In the newborn magnesium deficiency may be due to a rare familial (possibly X-linked) absorption defect specific for magnesium, malabsorption secondary to small bowel surgery, transient hypomagnesaemia in small-for-gestational age infants, and excess administration of calcium or of vitamin D.1In these conditions hypomagnesaemia does not occur in the first hours of life and, by the time it is manifest, other metabolic or nutritional disturbances are apparent. Neonatal hypomagnesaemia may also be secondary to maternal hypomagnesaemia. In adults magnesium deficiency has many causes, including the chronic use of laxatives.5

In our case isolated hypomagnesaemia was discovered by chance in a jittery baby. Maternal overuse of stool softeners, to the extent of producing diarrhoea, provided a plausible explanation for hypomagnesaemia in both mother and infant.

 

1. Tsang RC. Neonatal magnesium disturbances.Am J Dis Child 1972; 126: 282-93.

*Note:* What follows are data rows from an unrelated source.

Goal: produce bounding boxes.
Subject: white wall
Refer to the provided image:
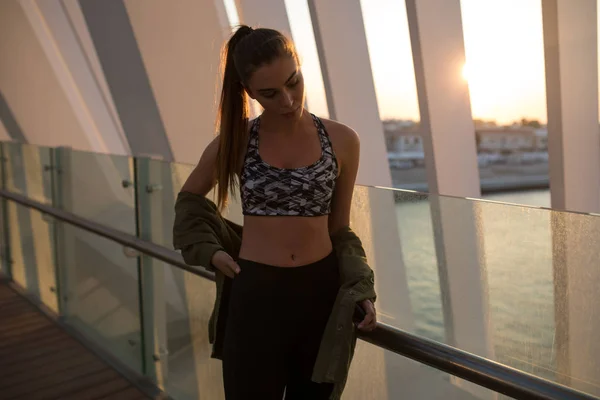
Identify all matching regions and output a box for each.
[125,0,231,164]
[0,1,91,150]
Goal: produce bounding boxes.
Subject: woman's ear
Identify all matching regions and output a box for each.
[244,86,256,100]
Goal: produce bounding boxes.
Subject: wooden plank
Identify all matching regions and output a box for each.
[2,360,109,399]
[60,377,135,400]
[0,347,86,380]
[98,387,149,400]
[11,369,119,400]
[0,284,149,400]
[0,351,100,391]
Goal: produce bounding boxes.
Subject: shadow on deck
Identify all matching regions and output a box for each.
[0,281,153,400]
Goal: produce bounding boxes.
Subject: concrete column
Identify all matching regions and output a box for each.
[406,0,481,197]
[542,0,600,212]
[542,0,600,396]
[123,0,231,164]
[0,1,103,151]
[235,0,292,37]
[406,0,494,398]
[20,0,130,155]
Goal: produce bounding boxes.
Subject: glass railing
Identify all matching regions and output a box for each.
[1,143,600,400]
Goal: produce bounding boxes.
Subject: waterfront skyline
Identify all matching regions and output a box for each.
[225,0,600,124]
[286,0,547,124]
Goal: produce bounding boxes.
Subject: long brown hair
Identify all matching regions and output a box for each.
[217,25,298,210]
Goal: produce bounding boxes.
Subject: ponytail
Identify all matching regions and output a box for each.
[217,25,298,211]
[217,25,253,210]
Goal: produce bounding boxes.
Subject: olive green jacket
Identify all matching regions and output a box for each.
[173,192,376,400]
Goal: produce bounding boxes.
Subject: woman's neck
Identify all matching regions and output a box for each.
[260,109,312,134]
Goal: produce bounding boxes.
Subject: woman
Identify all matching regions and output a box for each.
[175,26,376,400]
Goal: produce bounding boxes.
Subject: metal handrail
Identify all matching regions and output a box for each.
[0,189,599,400]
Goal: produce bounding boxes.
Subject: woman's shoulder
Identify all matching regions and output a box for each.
[319,118,360,150]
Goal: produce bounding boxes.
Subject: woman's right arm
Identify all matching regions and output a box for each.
[181,136,219,196]
[181,136,240,278]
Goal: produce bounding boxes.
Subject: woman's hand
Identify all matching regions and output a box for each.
[358,300,377,332]
[210,250,240,278]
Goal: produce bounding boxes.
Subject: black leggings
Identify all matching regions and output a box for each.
[223,253,339,400]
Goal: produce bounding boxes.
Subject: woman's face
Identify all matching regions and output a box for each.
[247,56,304,118]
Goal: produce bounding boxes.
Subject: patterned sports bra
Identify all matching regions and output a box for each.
[240,114,338,217]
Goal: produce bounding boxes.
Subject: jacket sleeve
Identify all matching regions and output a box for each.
[173,192,225,270]
[331,227,377,302]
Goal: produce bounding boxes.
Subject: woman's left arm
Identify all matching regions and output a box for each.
[328,121,377,331]
[328,122,360,234]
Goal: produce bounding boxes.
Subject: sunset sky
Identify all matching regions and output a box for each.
[230,0,596,123]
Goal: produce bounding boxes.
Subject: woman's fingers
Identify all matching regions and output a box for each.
[358,300,377,332]
[227,259,240,278]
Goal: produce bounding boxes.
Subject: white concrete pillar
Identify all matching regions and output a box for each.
[0,1,103,151]
[308,0,427,399]
[235,0,292,37]
[406,0,494,398]
[124,0,231,164]
[542,0,600,396]
[406,0,480,197]
[308,0,391,187]
[542,0,600,212]
[20,0,130,155]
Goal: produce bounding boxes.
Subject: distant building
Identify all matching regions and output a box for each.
[383,120,425,169]
[475,126,547,154]
[383,120,423,153]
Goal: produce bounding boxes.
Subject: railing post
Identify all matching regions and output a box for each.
[134,157,168,388]
[52,147,76,318]
[0,143,12,279]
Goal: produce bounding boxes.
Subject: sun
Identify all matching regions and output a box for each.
[462,64,471,82]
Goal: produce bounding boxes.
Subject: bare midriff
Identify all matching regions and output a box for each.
[240,215,332,267]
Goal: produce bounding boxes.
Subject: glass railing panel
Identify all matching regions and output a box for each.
[136,158,241,390]
[6,201,58,313]
[56,148,136,235]
[2,142,58,311]
[155,266,224,400]
[366,187,600,396]
[57,222,144,373]
[343,340,511,400]
[49,148,143,372]
[2,142,53,204]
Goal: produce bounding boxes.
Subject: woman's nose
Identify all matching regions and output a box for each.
[281,91,294,107]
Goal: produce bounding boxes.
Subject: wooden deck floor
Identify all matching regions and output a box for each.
[0,283,150,400]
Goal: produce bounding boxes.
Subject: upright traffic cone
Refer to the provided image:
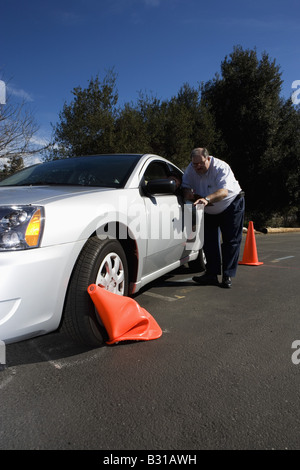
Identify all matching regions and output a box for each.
[239,222,264,266]
[88,284,162,344]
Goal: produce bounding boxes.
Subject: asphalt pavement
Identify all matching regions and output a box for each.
[0,233,300,453]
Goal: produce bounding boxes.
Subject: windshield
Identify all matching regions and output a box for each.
[0,154,141,188]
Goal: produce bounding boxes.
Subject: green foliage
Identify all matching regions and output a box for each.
[50,46,300,223]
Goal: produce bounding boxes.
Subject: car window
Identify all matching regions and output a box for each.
[0,155,141,188]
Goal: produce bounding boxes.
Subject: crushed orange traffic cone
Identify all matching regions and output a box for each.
[239,222,264,266]
[88,284,162,344]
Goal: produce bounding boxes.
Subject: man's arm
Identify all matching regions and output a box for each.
[194,188,228,206]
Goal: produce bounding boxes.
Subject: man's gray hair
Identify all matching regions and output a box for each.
[191,147,209,158]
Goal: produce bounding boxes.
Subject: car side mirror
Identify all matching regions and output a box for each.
[142,179,176,196]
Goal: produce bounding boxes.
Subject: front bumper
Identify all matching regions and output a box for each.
[0,242,82,343]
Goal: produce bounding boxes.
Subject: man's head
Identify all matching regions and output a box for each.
[191,147,211,175]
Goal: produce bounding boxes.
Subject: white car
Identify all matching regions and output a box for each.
[0,154,203,346]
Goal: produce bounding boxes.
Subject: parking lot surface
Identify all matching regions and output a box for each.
[0,233,300,451]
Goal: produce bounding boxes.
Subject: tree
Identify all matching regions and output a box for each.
[54,70,118,157]
[0,84,45,179]
[202,46,299,222]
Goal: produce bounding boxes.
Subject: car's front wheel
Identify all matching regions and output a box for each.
[62,237,128,347]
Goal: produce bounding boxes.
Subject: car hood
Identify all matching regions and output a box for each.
[0,186,113,205]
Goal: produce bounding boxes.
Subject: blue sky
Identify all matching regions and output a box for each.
[0,0,300,148]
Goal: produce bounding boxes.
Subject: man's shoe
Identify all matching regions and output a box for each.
[222,276,232,289]
[193,273,219,286]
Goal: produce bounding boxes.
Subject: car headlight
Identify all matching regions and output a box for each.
[0,206,44,251]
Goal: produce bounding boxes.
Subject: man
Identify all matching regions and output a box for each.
[182,148,245,288]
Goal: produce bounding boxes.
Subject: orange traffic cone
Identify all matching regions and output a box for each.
[239,222,264,266]
[88,284,162,344]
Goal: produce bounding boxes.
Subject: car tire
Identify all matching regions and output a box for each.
[188,249,206,273]
[62,237,128,347]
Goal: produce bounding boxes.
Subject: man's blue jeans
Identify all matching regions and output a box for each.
[203,197,245,277]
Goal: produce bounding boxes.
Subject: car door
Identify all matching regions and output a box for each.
[142,161,190,275]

2. Cockburn F, Brown JK, Belton NR, Forfar JO Neonatal convulsions associated with primary disturbance of calcium, phosphorus, and magnesium metabolism. Arch Dis Child 1973, 48: 99-108

3. Frannson GB, Lonnerdal B. Zinc, copper, calcium and magnesium in human milk J Pediatr 1982; 101: 505-08.

4 Dancis J, Springer D, Cohlan SA.Fetal homeostasis in maternal malnutrition. II Magnesium deprivation. Pediatr Res 1971; 55: 131-36

5. Rude RK, Singer FR. Magnesium deficiency and excess. Annu Rev Med 1981, 32: 245-59.